I once asked my grandmother what her family thought when they heard about the stock market crash of 1929, and how the Great Depression affected her. She told me that it didn't really seem to matter because when you are poor, things like that just don't matter as much.
I waver on what the meaning of Trump's presidential victory will mean for my family. We are just so poor, I wonder how much it will really matter. The system of checks and balances has fallen out of alignment and will swing to the right now, too. The Affordable Care Act will most likely be repealed. There won't be any relief for those in the Medicaid gap, but since we fell into that gap it won't really matter to my family. We may not qualify for the minimal food stamps we get now. Then again, the Health and Welfare office aggressively argues that we should be making more money then we do. I agree. I think we should be making more money, but that doesn't mean we do. Health and Welfare cut the amount of food stamps we receive because they didn't think our family could survive on what we make, so we must have other income. We don't. I can't make people pay me more, just like I can't make people actually honor their contracts to pay my husband and his partner for the work they do.

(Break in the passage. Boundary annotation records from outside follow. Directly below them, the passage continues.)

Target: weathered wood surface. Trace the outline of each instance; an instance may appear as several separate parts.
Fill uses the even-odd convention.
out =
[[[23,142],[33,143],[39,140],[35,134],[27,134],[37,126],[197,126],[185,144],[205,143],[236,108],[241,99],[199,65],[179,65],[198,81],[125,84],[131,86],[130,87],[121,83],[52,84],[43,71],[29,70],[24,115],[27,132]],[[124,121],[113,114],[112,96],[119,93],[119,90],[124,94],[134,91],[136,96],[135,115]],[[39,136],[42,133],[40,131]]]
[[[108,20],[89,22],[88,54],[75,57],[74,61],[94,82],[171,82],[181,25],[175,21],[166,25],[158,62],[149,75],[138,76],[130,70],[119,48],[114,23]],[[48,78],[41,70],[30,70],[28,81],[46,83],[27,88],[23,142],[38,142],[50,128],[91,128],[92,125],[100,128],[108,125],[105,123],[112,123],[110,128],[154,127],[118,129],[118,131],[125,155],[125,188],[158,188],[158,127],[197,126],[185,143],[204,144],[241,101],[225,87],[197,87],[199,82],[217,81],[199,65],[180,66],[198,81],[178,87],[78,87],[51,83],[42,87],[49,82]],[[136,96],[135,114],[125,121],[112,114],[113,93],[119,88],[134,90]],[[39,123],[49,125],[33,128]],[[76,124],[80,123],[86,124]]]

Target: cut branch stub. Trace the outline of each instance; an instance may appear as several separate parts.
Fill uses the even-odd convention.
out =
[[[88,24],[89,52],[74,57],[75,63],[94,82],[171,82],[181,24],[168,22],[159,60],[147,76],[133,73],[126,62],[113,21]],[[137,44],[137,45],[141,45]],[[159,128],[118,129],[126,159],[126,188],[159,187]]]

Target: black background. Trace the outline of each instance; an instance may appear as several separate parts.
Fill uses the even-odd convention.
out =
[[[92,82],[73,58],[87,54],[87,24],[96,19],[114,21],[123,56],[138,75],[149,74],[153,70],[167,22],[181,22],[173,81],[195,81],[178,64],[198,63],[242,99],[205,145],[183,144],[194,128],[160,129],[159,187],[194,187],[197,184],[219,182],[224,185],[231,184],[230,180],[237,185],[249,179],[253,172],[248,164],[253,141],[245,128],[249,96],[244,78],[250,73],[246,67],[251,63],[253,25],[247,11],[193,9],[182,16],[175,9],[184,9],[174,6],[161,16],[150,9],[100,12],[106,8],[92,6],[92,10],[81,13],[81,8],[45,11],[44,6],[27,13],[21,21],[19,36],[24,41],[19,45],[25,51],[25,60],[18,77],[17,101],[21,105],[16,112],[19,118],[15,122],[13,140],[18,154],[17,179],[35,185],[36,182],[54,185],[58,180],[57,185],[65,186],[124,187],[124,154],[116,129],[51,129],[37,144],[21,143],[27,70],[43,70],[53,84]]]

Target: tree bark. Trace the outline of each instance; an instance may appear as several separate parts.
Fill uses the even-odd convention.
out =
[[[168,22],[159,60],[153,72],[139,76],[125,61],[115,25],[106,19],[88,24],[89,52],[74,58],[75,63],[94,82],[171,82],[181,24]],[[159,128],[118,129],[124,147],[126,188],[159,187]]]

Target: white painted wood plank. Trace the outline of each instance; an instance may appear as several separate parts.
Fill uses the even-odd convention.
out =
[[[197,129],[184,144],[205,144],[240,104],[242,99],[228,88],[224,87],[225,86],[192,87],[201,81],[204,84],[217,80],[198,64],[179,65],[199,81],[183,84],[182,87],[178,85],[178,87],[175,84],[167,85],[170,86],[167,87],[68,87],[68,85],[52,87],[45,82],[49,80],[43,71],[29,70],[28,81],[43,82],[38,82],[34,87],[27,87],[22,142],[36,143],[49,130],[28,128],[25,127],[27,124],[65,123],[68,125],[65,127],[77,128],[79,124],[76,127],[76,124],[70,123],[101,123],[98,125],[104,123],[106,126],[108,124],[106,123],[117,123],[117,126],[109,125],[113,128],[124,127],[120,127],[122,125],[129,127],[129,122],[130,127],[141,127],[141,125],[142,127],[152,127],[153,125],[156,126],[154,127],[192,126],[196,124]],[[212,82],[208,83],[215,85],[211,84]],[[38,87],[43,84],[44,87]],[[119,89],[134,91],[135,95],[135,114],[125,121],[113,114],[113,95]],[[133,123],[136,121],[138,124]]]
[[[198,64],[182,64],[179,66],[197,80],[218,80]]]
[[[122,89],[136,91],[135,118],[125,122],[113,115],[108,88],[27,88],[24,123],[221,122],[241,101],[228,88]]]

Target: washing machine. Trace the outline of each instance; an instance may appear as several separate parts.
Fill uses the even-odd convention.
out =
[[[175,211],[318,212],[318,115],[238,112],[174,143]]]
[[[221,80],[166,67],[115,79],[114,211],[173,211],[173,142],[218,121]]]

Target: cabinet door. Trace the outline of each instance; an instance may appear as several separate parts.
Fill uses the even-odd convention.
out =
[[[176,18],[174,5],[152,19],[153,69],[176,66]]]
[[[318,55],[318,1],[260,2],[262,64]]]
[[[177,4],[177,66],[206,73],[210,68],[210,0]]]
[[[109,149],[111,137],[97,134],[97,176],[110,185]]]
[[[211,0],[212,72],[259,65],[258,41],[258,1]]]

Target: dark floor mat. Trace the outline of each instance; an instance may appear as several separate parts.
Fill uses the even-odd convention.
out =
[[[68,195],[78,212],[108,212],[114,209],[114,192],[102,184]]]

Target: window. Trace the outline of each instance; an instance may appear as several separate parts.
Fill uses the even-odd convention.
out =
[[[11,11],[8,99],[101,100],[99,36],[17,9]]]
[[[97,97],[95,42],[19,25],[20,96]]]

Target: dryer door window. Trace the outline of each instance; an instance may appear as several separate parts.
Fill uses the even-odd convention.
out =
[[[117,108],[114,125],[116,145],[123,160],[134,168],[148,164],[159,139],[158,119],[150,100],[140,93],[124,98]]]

We live day to day, not paycheck to paycheck. I worry that once the forbearance has run its course for our house we won't be able to afford to refinance via modification. Homelessness is a very scary, real concern for us. The government can't guarantee that my family has a home, but it never has. My grandmother's family had that going for them -- they owned their farm.
So we continue to struggle. We look at the upcoming holidays with chagrin knowing that this year we can't even afford the food to put on the table. But we aren't the only family and we won't be the last.